Designing a Serverless, Cost-Efficient Tool for Data Traceability
By ZoomInfo Engineering, Jason Zhang, June 6, 2024What is it for?
The accuracy and integrity of company data are critical for business operations. However, there are instances when the values of certain company attributes appear incorrect. Internal teams often struggle to identify the root cause of these discrepancies without substantial engineering support. To address this issue, we recognized the need for a tool that enables internal users to understand the underlying problems without requiring constant intervention from engineers. Our solution was to create traceability data and make it accessible through an API and an user-friendly interface.
Key Objectives:
- Provide Insight: Enable internal users to understand why company attributes have specific values.
- Facilitate Investigation: Simplify the investigation of data issues.
- Historical Context: Offer insight into the historical values of attributes.
- Evidence Presentation: Present the underlying evidence for a particular version of a value.
This tool aims to streamline the investigative process, reduce dependency on engineering teams, and ultimately enhance data reliability across the organization.
What is the Solution?
To develop this tool, we leveraged a serverless infrastructure, which offers scalability, cost efficiency, and ease of maintenance. The primary components of our solution include:
- API Gateway: Acts as the entry point for API requests, ensuring secure and efficient routing.
- AWS Lambda: Provides the compute power for executing our code in response to API calls, enabling a scalable and cost-effective solution.
- Amazon Athena: Enables SQL queries on the traceability data stored in Amazon S3/HUDI, providing an interactive and cost-effective way to query large datasets without needing to set up or manage infrastructure. Charging only for the data scanned.
- Amazon S3: Serves as our storage solution for traceability data, ensuring durability and easy access.
- Apache Hudi: Manages the large datasets involved, facilitating quick queries and maintaining historical data changes efficiently.
Why this solution?
The solution offer several key benefits:
- Cost Efficiency: With serverless, we only pay for the actual compute time used, avoiding the cost of idle resources. The underlined huge amount of data is saved on s3 which is a cheap storage compared to any database solution.
- Maintenance: The reduced need for managing servers allows our team to focus on core development tasks rather than infrastructure management.
- Scalability: Serverless architectures automatically scale to handle varying loads, ensuring the system remains responsive even during peak usage.
This combination of technologies ensures that our tool is powerful, reliable, and optimized for both performance and cost.
Performance Tuning
Performance tuning is a critical aspect of our solution, especially given the large volumes of data we handle. Data partition strategy plays the critical role for the performance. The partition metadata is saved in amazon glue(Hive datastore). Query will fetch partition metadata during query planning.

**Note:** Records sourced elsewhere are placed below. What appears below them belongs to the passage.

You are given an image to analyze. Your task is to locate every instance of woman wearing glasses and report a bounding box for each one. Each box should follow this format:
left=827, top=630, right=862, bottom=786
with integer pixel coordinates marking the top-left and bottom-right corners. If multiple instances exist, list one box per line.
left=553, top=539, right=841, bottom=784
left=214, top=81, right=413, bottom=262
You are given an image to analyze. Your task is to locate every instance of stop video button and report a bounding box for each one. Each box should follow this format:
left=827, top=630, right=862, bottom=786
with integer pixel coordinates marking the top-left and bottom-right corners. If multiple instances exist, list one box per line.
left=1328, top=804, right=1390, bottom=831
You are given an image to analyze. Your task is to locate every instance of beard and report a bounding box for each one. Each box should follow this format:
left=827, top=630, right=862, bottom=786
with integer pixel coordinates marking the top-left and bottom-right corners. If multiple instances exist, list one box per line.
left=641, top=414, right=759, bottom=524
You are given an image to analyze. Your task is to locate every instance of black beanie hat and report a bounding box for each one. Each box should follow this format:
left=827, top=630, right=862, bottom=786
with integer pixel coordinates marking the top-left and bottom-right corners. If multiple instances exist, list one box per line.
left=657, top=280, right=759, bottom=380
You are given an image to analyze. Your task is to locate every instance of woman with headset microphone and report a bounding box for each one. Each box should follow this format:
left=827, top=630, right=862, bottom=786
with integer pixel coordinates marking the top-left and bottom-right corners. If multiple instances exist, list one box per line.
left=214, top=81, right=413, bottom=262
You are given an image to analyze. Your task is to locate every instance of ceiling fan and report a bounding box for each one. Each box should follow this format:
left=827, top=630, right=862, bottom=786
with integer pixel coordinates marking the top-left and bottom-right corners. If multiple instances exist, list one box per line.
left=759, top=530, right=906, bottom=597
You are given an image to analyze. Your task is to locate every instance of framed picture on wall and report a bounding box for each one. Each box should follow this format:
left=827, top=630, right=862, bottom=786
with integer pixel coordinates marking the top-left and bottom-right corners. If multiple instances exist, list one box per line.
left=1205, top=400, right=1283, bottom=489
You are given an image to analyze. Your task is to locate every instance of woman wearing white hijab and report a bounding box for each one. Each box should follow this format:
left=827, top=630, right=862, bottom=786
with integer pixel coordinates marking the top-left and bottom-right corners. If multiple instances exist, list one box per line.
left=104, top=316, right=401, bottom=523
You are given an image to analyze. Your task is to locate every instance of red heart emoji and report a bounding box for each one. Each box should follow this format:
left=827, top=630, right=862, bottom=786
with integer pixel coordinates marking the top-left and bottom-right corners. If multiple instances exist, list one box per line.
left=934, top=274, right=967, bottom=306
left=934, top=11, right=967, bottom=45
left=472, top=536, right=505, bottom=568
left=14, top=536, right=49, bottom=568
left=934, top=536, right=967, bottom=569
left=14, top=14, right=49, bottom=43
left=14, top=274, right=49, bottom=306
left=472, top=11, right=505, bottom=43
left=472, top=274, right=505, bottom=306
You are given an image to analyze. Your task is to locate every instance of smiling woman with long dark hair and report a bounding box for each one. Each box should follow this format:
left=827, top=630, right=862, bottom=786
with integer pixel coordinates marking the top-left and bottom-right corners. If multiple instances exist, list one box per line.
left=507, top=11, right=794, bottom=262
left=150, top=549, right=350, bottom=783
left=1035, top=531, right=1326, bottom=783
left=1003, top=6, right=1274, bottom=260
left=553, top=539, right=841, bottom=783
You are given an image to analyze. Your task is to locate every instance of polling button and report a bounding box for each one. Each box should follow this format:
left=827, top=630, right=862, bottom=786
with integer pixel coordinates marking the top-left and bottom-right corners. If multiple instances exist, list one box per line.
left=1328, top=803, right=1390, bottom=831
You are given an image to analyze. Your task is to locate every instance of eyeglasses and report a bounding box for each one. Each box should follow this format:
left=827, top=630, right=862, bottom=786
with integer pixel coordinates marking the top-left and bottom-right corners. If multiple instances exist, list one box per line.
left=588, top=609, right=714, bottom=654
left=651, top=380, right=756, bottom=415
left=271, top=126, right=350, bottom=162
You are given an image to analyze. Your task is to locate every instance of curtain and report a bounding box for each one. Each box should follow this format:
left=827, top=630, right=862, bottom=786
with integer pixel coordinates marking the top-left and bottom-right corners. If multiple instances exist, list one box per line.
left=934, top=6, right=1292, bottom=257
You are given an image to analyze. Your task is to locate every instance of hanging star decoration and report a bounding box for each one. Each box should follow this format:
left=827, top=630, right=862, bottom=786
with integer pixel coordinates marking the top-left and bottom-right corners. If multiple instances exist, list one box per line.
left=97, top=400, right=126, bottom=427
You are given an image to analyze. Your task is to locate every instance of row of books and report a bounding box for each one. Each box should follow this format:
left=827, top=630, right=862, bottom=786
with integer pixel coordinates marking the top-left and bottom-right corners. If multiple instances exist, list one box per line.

Here are the key strategies we employed to ensure optimal performance:
Partitioning
We partitioned our data in S3 based query pattern, given the query involved on fields like time, attribute_name, company id, So those attributes are considered as part of partition’s definition, and for company id, we use mod(company id, N) which is similar to bucketing. This approach minimizes the data scanned during queries, significantly speeding up retrieval times.
Partition Indexing
When we run the query, we found that the query planning time takes the majority of the part, so we enable partition indexing to reduce the query plan time(query the partition metadata).
Partition Projection
Proper way to partition data with partition indexing, the query speed did increase significantly, But when data grows, query starts slowing down due to the growth of the number of partitions which lead query planning time to increase. Using partition projection can actually solve this problem, partition projection can let you define how the partition looks without saving all the partition metadata in glue which nearly reduces query planning time to 0. The partition projection brings those benefits: Automatically handles partitioning based on a defined template, removing the need for manual updates; No need to store extensive partition metadata, as partitions are computed dynamically at query time; Efficiently processes queries for large datasets with many partitions, leading to faster query execution.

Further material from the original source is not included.